SYLLABUS

Contact Information:

Lecture Time MWF: 11 - 11:50 AM
Lecture Place 129 Simrall
Lecturer Joseph Picone, Professor
Lecturer Office 228 Simrall
Lecturer Office Hours available after class or any other times by appointment
Lecturer Phone 662-312-4209
Lecturer Email joseph.picone@gmail.com
Lecturer Instant Messaging Google Talk: joseph.picone@gmail.com
Recitation Lecture Time Tuesday: 7 to 9 PM
Recitation Lecture Place Simrall 129
Recitation Lecturer Ram Mohan Reddi
Recitation Lecturer Office Simrall 431, Cubicle 9
Recitation Lecturer Office Hours TTH: 10 - 12 PM; other times by appointment
Recitation Lecturer Phone 662-325-3668
Recitation Lecturer Email rr370@msstate.edu
Recitation Lecturer Instant Messaging ece3163@gmail.com
Class Alias ece_3163@ece.msstate.edu
URL http://www.ece.msstate.edu/research/isip/publications/courses/ece_3163
Textbook E.W. Kamen and B.S. Heck, Fundamentals of Signals and Systems Using The Web and Matlab, Pearson Prentice-Hall, ISBN: 0-13-168737-9, 2007 (supporting material available at http://users.ece.gatech.edu/~bonnie/book/, and Pearson Higher Ed).
Suggested Reference L. Daniel, et al., MIT 6.003: Signals and Systems
Prerequisites Grade of C or better in ECE 3153: Circuit Analysis II
Other Reference Materials Signal Processing Demonstrations: a collection of applets designed to demonstrate important signal processing concepts.
R. Baraniuk, Signals and Systems: an excellent online course containing contributions from many well-known authors.


Grading Policies:

Item: Weight:
  Exam No. 1   25%
  Exam No. 2   25%
  Exam No. 3   25%
  Final Exam   25%
  Special Projects   10% per project


Exams:

We will have three in-class exams in this course and acomprehensive final.
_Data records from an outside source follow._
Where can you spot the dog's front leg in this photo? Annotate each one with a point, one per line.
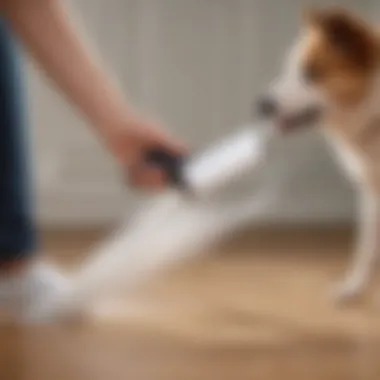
(367, 247)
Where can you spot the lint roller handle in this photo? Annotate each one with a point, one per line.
(171, 164)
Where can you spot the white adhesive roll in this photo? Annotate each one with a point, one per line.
(228, 160)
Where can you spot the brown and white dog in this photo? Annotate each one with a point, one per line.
(332, 76)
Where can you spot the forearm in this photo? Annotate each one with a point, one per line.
(46, 28)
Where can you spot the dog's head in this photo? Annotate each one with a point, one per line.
(331, 66)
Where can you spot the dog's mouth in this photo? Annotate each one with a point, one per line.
(294, 121)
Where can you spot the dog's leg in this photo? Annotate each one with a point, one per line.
(367, 247)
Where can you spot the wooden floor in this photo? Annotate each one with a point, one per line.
(258, 308)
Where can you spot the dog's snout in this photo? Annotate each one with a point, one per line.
(266, 107)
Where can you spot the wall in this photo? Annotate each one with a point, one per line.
(197, 65)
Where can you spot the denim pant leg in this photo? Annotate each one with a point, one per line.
(17, 227)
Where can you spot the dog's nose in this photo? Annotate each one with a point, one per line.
(266, 107)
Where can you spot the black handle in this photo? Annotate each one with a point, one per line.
(172, 164)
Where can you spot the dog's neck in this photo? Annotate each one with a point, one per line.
(351, 121)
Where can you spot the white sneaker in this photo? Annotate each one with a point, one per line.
(34, 296)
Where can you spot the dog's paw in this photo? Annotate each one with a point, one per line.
(347, 291)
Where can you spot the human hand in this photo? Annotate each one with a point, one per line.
(132, 140)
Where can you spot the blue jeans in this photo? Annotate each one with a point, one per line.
(17, 227)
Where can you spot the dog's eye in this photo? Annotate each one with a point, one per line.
(313, 73)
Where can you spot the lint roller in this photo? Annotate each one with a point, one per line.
(203, 174)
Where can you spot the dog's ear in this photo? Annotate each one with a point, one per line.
(347, 33)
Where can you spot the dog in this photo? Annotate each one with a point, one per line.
(331, 77)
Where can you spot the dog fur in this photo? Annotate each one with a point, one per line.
(335, 65)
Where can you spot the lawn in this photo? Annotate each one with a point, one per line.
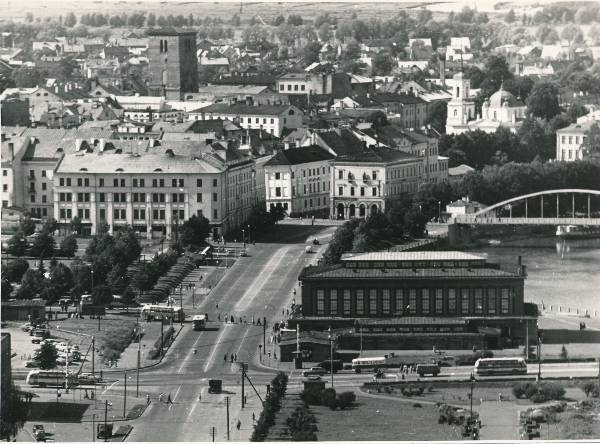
(376, 419)
(114, 335)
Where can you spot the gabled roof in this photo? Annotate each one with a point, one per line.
(341, 142)
(296, 156)
(244, 109)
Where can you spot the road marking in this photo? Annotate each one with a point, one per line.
(214, 350)
(109, 387)
(174, 397)
(189, 354)
(249, 294)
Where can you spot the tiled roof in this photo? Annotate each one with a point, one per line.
(244, 109)
(377, 154)
(407, 273)
(296, 156)
(134, 164)
(342, 142)
(413, 256)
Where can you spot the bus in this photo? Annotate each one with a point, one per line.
(360, 364)
(500, 366)
(199, 322)
(150, 312)
(50, 378)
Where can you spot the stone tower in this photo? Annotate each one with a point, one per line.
(173, 63)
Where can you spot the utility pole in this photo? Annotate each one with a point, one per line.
(125, 396)
(105, 419)
(243, 377)
(264, 335)
(227, 403)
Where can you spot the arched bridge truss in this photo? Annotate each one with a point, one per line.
(551, 207)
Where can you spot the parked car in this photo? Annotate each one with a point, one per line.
(39, 433)
(319, 371)
(428, 369)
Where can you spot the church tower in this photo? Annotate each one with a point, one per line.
(460, 109)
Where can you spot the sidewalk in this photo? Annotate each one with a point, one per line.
(73, 417)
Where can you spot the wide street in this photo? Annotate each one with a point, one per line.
(257, 286)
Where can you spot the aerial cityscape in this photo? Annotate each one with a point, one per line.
(300, 221)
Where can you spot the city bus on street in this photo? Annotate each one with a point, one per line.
(199, 322)
(360, 364)
(150, 312)
(50, 378)
(500, 366)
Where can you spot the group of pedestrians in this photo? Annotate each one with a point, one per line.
(232, 357)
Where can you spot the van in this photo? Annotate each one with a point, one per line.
(337, 365)
(428, 369)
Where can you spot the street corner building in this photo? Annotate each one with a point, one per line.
(416, 300)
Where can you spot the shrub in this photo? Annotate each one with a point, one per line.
(328, 398)
(346, 399)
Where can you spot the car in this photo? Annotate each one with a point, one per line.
(27, 327)
(319, 371)
(39, 433)
(428, 369)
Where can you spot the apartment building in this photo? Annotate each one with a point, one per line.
(364, 183)
(298, 180)
(270, 118)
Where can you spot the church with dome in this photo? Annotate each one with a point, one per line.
(501, 109)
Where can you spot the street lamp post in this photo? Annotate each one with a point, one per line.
(472, 379)
(331, 355)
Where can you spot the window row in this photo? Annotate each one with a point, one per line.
(415, 301)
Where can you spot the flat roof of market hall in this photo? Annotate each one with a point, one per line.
(401, 256)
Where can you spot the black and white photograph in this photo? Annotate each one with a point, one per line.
(293, 220)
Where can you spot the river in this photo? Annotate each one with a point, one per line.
(560, 273)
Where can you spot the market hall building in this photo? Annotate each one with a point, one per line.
(416, 300)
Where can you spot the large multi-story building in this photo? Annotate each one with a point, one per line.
(155, 190)
(366, 182)
(417, 300)
(270, 118)
(172, 62)
(297, 180)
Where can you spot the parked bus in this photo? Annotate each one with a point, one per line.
(500, 366)
(150, 312)
(360, 364)
(199, 322)
(50, 378)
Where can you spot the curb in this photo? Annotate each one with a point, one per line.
(154, 364)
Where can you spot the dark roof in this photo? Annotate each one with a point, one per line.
(342, 141)
(406, 99)
(242, 108)
(340, 272)
(295, 156)
(377, 154)
(170, 31)
(24, 303)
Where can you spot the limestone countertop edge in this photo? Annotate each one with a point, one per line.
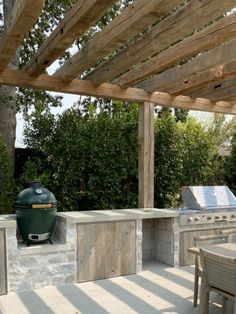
(77, 217)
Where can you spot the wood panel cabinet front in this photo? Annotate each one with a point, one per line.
(106, 249)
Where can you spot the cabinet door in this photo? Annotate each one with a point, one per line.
(92, 251)
(106, 250)
(3, 270)
(121, 248)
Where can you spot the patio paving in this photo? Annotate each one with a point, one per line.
(157, 289)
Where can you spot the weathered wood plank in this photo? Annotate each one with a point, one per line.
(82, 87)
(82, 15)
(121, 250)
(146, 155)
(166, 81)
(106, 250)
(213, 88)
(188, 84)
(22, 17)
(133, 20)
(194, 15)
(3, 265)
(205, 39)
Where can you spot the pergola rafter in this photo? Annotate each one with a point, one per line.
(174, 79)
(223, 89)
(163, 45)
(24, 14)
(132, 21)
(175, 27)
(206, 82)
(206, 39)
(106, 90)
(78, 20)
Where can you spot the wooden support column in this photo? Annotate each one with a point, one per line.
(146, 155)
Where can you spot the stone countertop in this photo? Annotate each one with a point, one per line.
(7, 221)
(116, 215)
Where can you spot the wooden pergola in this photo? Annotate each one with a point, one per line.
(171, 54)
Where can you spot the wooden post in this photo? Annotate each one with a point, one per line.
(146, 155)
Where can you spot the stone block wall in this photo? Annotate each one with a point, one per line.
(148, 240)
(166, 243)
(42, 265)
(160, 241)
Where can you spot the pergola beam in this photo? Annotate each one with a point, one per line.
(88, 88)
(81, 16)
(23, 15)
(186, 85)
(194, 15)
(166, 81)
(146, 155)
(216, 90)
(207, 38)
(133, 20)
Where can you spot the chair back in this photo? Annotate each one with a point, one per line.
(202, 241)
(231, 233)
(219, 271)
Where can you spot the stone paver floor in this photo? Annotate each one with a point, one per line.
(157, 289)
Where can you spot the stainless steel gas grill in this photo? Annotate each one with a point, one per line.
(207, 210)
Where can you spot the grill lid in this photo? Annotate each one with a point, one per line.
(208, 197)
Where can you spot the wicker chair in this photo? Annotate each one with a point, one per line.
(200, 242)
(231, 233)
(219, 275)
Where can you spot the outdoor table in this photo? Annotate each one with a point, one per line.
(225, 249)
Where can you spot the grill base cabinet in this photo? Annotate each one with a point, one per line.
(106, 250)
(3, 264)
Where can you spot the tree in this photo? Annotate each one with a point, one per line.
(12, 99)
(7, 100)
(97, 168)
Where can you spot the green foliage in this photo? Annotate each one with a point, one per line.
(6, 180)
(199, 152)
(230, 164)
(168, 161)
(88, 156)
(89, 161)
(184, 155)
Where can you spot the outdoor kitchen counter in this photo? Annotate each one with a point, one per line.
(116, 215)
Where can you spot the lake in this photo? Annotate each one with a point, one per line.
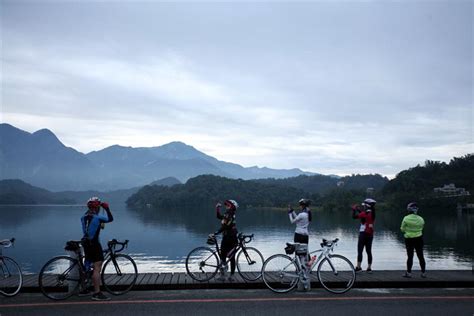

Each in-class exam will be closed books and notes. You will be allowed one page (double-sided) of notes for the in-class exams. For the final exam you will be allowed three pages of notes, presumably the same notes you used for the in-class exams. The exams will resemble the homework problems, so it is important that you thoroughly study the homework problems.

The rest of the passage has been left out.